Eight PSC dimensions and four PSC self-reported outcomes were distinguished in both countries. Cronbach’s α was α≥0.60. Significant correlations were found between PSC dimensions and its self-reported outcome (p value range <0.05 to <0.001). Hierarchical regression analyses showed overall perception of safety was highly predicted by hospital management support in Palestine (β=0.16, p<0.001) and staffing in Belgium (β=0.24, p<0.001). The frequency of events was largely predicted by feedback and communication in both countries (Palestine: β=0.24, p<0.001; Belgium: β=0.35, p<0.001).
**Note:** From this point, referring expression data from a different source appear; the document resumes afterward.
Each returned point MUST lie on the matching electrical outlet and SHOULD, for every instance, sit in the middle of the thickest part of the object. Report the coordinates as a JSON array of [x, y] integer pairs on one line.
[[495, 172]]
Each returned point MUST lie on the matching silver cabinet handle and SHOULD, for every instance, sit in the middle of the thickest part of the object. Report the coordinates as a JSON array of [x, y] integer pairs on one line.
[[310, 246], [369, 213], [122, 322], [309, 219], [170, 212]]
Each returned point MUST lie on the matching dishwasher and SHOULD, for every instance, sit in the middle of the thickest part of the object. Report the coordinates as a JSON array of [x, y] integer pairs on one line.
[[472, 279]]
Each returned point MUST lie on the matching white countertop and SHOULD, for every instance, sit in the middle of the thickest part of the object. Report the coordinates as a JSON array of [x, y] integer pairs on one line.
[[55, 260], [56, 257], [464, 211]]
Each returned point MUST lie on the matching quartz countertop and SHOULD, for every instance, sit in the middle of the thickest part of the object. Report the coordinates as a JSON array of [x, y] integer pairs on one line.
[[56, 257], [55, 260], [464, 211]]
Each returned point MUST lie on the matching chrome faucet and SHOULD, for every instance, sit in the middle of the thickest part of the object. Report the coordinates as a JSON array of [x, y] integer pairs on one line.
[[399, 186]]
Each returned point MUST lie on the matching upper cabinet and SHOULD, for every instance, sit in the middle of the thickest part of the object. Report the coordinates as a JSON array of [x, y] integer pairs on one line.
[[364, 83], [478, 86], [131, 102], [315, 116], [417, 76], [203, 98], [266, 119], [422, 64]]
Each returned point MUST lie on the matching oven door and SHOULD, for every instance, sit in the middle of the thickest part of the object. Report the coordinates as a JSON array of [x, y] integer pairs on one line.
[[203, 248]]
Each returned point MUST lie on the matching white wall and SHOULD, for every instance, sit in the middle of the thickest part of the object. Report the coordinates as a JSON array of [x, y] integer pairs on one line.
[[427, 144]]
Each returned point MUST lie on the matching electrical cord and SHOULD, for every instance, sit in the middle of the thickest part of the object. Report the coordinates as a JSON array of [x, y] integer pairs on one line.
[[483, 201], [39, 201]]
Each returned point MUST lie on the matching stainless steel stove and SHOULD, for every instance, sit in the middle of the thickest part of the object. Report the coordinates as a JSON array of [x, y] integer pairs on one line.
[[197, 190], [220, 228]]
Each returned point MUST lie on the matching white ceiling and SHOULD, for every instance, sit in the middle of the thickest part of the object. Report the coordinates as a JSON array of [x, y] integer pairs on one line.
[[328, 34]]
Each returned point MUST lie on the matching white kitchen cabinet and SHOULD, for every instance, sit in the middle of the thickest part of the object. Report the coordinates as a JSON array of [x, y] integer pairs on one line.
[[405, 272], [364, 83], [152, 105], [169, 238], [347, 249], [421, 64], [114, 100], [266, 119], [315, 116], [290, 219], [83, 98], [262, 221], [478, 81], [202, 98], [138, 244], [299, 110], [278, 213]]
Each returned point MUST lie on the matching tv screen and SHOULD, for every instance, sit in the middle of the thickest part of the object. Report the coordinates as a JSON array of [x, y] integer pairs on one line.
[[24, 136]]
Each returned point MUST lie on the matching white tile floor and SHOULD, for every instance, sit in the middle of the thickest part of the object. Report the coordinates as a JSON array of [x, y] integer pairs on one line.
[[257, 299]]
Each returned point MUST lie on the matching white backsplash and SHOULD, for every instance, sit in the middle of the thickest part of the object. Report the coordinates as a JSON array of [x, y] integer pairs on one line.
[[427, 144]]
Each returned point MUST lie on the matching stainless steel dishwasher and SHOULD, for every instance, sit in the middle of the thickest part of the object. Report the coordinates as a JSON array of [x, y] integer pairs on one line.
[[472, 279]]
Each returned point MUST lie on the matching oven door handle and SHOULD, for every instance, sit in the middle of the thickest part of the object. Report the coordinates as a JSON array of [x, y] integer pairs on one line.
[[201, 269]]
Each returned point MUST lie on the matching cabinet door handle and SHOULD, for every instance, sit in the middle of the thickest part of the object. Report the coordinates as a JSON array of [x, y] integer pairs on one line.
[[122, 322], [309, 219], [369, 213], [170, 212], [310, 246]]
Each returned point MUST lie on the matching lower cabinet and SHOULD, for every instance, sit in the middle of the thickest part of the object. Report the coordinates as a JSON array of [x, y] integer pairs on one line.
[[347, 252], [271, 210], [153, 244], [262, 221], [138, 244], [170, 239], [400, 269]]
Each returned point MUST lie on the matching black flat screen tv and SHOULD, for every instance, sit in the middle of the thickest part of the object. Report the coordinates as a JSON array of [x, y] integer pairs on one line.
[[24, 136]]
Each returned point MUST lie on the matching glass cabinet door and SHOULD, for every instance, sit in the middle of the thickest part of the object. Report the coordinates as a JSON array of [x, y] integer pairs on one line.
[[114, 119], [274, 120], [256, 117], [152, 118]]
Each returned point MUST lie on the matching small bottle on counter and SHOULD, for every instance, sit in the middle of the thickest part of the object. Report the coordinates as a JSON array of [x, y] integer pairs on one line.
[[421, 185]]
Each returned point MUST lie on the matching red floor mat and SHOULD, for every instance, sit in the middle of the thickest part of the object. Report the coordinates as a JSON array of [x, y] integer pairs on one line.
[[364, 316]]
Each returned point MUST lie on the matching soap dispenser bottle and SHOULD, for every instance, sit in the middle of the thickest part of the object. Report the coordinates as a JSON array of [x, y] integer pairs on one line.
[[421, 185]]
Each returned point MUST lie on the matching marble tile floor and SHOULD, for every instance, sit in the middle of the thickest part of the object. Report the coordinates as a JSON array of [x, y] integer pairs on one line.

Overall grade for patient safety was predicted by organisational learning in Palestine (β=0.19, p<0.001) and staffing in Belgium (β=0.19, p<0.001). Number of events reported was predicted by staffing in Palestine (β=–0.20, p<0.001) and feedback and communication in Belgium (β=0.11, p<0.01).

Conclusion

To promote patient safety in Palestine and Belgium, staffing and communication regarding errors should be improved in both countries. Initiatives to improve hospital management support and establish constructive learning systems would be especially beneficial for patient safety in Palestine. Future research should address the association between safety culture and hard patient safety measures such as patient outcomes.